Otherwise the relationships, in terms of importance rather than raw values, seems to be the same between coefficients.
Independent Variable | Dependent Variable | Correlation |
---|---|---|
param_count |
mean_accuracy |
0.546 |
k_shot |
mean_accuracy |
-0.065 |
use_structured_prediction |
mean_accuracy |
0.185 |
param_count |
percentage_format_passed |
0.090 |
k_shot |
percentage_format_passed |
0.288 |
use_structured_prediction |
percentage_format_passed |
0.779 |
There are admittedly confounding variables that aren’t really accounted for within the context of this analysis (# params probably isn’t as meaningful between model families, e.g., 8B Llama3 outperformed Gwen).

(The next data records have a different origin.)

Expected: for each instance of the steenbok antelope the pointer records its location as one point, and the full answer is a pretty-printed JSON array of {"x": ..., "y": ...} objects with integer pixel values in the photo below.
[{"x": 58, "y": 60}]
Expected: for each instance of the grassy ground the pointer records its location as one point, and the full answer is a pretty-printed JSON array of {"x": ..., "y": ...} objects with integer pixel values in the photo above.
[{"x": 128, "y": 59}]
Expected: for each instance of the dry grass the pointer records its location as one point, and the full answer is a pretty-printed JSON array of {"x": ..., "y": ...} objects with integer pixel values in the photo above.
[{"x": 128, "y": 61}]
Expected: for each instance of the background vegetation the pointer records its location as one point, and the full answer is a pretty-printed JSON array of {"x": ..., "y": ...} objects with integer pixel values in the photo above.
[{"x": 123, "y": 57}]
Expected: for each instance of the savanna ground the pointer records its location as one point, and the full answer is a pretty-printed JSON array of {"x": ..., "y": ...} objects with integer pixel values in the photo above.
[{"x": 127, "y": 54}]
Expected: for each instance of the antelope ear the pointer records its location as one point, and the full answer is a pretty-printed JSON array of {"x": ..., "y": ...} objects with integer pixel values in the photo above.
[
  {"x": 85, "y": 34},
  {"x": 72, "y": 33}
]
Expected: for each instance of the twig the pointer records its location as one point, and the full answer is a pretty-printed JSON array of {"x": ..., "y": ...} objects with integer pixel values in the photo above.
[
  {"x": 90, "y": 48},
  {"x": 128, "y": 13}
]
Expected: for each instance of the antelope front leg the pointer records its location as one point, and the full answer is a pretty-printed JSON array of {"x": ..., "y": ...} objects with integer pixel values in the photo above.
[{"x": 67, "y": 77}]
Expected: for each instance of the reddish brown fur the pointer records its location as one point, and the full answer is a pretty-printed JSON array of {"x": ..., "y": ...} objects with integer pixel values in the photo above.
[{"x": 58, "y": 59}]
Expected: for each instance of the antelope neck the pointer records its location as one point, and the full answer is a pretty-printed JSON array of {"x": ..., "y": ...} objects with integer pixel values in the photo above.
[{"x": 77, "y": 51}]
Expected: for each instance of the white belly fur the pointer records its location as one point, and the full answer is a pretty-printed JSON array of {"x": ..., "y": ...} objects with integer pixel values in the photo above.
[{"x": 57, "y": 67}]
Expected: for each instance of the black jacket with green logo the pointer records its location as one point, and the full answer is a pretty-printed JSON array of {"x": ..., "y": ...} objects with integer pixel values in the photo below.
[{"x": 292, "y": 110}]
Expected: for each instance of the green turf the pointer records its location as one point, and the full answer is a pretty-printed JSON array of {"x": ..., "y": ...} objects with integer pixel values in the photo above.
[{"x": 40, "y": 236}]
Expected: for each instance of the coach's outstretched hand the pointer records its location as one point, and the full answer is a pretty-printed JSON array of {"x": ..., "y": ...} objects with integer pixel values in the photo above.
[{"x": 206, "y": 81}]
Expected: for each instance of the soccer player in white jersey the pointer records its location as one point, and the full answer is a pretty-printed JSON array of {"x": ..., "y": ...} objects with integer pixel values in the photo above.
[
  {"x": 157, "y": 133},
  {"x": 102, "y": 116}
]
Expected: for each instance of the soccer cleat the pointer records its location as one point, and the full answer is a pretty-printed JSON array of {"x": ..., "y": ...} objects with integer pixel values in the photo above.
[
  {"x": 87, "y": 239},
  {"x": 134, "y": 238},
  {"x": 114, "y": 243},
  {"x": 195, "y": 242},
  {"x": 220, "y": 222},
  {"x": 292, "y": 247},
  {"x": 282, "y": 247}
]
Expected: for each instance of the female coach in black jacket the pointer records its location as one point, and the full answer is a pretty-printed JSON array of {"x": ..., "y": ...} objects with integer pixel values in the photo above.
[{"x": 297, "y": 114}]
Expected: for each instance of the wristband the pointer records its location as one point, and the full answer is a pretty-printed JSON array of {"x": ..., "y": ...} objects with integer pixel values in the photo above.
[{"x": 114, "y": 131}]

Before the experiments my expectation was that increasing any of these hyper-parameters would lead to improved performance. For that reason the most surprising trend was that K shot seems to have a very limited impact on performance. I’m not sure if this reflects a true trend or an issue with the experiment such as the setup or inappropriate statistical techniques. With more data an interesting analysis would be multi-variable correlation analysis, for example if smaller models benefit more, if at all, from higher values of K in K-shot. Difficulty aware performance would also be interesting, are models only solving easy groups or is there no particular trend?
Conclusion and Next Steps
Current results are rather poor, with the best model getting only 16% (30/192) of the groups correct. While there are tweaks that could be done to the experiments above such as:
- Use of ChatGPT
- Higher values of K
- Use of a regex for guided generation (requires a different library or custom code
- Prompt optimization, likely not manually but rather through use of prompt optimization tools like DSPy or TextGrad
I would rather focus on fundamentally different approaches that are more efficient and potentially leverage data structures to solve the problem.

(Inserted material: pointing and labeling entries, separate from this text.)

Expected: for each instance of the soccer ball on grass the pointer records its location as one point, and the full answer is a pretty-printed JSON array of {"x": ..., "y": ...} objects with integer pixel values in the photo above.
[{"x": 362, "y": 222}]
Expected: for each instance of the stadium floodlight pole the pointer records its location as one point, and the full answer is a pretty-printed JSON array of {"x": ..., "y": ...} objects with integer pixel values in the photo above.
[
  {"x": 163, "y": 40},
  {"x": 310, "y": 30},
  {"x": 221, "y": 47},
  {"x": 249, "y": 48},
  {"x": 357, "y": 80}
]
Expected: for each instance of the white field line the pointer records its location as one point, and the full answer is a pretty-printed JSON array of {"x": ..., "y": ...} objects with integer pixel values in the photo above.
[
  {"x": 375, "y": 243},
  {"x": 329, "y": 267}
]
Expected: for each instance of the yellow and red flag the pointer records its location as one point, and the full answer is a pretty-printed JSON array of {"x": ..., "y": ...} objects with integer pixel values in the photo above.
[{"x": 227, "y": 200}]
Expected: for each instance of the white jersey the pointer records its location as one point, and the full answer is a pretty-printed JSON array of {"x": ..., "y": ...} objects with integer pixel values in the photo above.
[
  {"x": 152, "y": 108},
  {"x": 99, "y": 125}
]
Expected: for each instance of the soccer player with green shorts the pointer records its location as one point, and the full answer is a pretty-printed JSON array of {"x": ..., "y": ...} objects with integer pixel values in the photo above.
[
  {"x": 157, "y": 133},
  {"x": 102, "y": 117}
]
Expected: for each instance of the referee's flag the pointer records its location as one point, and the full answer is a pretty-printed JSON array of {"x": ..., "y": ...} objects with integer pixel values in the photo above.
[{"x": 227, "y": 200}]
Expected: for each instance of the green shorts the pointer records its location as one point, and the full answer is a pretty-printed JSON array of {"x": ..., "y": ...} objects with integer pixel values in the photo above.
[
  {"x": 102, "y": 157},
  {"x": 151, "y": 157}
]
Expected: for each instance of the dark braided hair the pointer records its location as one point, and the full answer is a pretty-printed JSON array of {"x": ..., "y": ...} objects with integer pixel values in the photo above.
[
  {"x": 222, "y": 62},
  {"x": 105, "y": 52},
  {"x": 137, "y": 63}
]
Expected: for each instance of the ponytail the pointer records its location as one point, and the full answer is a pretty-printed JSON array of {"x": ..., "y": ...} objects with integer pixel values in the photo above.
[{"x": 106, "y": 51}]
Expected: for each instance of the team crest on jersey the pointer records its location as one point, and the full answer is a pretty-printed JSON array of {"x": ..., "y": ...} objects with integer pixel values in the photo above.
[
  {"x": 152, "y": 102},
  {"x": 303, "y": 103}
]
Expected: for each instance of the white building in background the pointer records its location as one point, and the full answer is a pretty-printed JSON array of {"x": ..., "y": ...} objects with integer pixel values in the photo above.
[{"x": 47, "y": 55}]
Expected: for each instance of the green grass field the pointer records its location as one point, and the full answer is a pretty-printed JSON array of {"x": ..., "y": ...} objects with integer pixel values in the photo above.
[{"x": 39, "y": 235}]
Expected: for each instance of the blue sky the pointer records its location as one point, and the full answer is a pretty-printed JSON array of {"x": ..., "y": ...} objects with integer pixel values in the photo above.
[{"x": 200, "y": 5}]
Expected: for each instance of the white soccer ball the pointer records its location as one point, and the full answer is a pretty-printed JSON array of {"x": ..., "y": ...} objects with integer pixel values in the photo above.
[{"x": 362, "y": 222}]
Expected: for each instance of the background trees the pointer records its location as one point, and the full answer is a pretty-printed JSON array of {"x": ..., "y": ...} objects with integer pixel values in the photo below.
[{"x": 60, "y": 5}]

Next attempt will likely be a combination of framing the problem as classification (whether two or more words are related) and use of a dynamic programming algorithm to pick which groups of four is most likely, potentially with additional checks for validity. This would enable batching and potentially even use of smaller models. It might also be an interesting opportunity to analyze how word usage is captured by a given representation.